Other Best Practices
12. Always have 2 sources of failure: A consistent theme in this post – always have a back-up for important items. Like credit cards, chargers, batteries, your media, and also have scans of your important identification documents in a cloud library or email them to yourself.
13. Certain things need to be planned ahead of time: You don’t have to plan everything (and you probably can’t), but anything that requires transporting yourself and/or your personal belongings should be planned ahead. We mean – how to get to the hotel after you land at the airport; getting from place A to B; what time does the bus or train or ferry leave, etc. Basically, minimize the time where you may be walking around clueless, not knowing where you are or where you should be heading.

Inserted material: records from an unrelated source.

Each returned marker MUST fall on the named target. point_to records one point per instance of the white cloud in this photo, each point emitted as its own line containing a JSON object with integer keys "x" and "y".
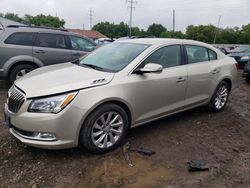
{"x": 75, "y": 12}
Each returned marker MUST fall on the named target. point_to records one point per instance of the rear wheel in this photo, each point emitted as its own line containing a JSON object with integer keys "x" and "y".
{"x": 104, "y": 129}
{"x": 219, "y": 98}
{"x": 19, "y": 71}
{"x": 248, "y": 79}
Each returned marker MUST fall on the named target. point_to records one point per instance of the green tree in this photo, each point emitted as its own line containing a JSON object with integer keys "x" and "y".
{"x": 117, "y": 30}
{"x": 156, "y": 30}
{"x": 204, "y": 33}
{"x": 12, "y": 16}
{"x": 42, "y": 20}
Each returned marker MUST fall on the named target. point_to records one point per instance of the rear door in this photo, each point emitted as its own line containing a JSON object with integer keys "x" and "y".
{"x": 80, "y": 46}
{"x": 51, "y": 48}
{"x": 202, "y": 71}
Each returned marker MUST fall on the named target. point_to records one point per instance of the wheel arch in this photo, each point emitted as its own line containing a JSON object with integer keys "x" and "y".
{"x": 116, "y": 101}
{"x": 228, "y": 81}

This can create unnecessary stress which makes you vulnerable to scam artists.
14. Minimalism: Try to minimize the number of things you bring. Not only is this easier/lighter to carry around, it significantly reduces the chance of loss because you can bring your bags up the plane as carry-on if necessary.
We recommend a hiking pack for most of your things (ugh, no dragging please…) and a smaller backpack for your essentials (read: it never leaves you!). This means you need to pack light (in quantity and in weight). Think versatile items that can be used in multiple locations or climates. See this post to see how we packed our hiking gear – other than that we only packed 2-3 pieces of “city” clothing! Yep! That’s all we packed for our year-long travel!